Examina luego los beneficios que los pueblos reportarían del concierto universal para el mantenimiento de la paz, y en especial de la disminución de los ejércitos permanentes, con cuyo motivo cita la obra de Larroque, según la cual, teniendo en cuenta la pérdida del trabajo del personal de un ejército, la del interés del capital empleado en su material y los de las deudas ocasionadas por las guerras, resulta una carga total de más de cinco mil millones con que el régimen actual grava anualmente en tiempo de paz a los pueblos europeos. [15] Y si a esto se añade que en menos de tres años ha devorado la guerra de Oriente quinientos mil hombres y ocho o diez mil millones, sin contar las pérdidas indirectas que ha causado a la comunidad de los pueblos civilizados, por la interrupción de las comunicaciones con Rusia, y la perturbación general de la industria y del comercio, se vendrá en cuenta de los beneficios que lograrían los pueblos con un orden de cosas que, asociando a los gobiernos para mantener la paz del mundo, hiciese casi imposible la guerra y les permitiese reducir al mínimum la fuerza armada.

Procura luego Molinari enumerar los casos que pueden producir conflicto entre las naciones y los reduce a dos categorías; al espíritu de monopolio que se agita para suscitar la guerra, y al de libertad que pretende consolidar la paz.
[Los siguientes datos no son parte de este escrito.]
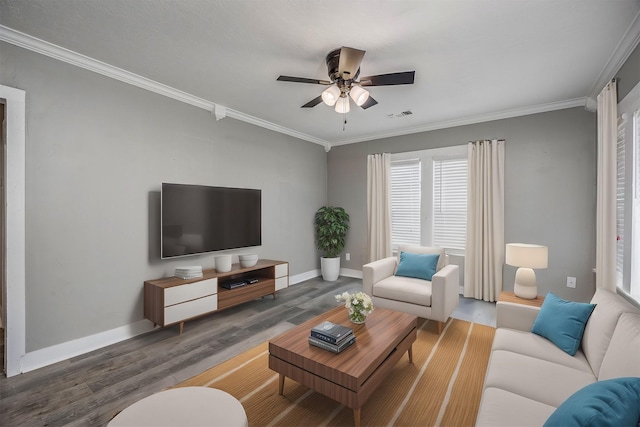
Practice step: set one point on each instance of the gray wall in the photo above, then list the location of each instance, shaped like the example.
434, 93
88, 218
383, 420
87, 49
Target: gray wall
550, 181
97, 151
629, 74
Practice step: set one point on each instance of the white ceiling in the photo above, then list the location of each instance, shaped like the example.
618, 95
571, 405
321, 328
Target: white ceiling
474, 60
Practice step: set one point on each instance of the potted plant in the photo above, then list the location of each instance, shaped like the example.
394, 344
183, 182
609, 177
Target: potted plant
331, 225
Algo aventurado parece el colocar las guerras religiosas y las guerras civiles en el número de las que han sido engendradas por el espíritu de monopolio, y bien se conoce, en esto como en la preponderancia que en toda la obra concede este autor a los intereses materiales, la fuente en que ha bebido sus inspiraciones.

Reasumiendo, Excmo. Sr. La idea de establecer una Dieta europea para garantir la paz del mundo, se remonta a los principios del siglo XVII y es atribuida por Sully a Enrique IV de Francia; el abate Saint-Pierre la resucita y difunde: Kant y Bentham la reproducen y comentan: las Sociedades de los amigos de la paz intentan allanar el camino para la práctica por medio de la asociación y del asentimiento de la opinión pública; Molinari la examina con el criterio de los principios económicos, y llama la atención de los gobiernos, hacia el enlace progresivo de los intereses de todas las naciones, de cuyo fenómeno deduce el perjuicio [16] que se sigue a cada una de ellas de la guerra, y su derecho a intervenir para evitarla.

Así, pues, la idea de la paz perpetua, que no puede ser considerada más que como una utopía en los escritores de los siglos XVII y XVIII en que no era posible establecer una confederación de Estados con aquel objeto, no lo es tanto hoy, en que el influjo del elemento civil va preponderando sobre el militar, y los intereses de las naciones se cruzan y enlazan; en que el progreso de las vías de comunicación y de los medios de publicidad van dificultando cada vez más los conflictos entre los pueblos civilizados. – He dicho.

[Transcripción íntegra del texto de un opúsculo de 16 páginas.]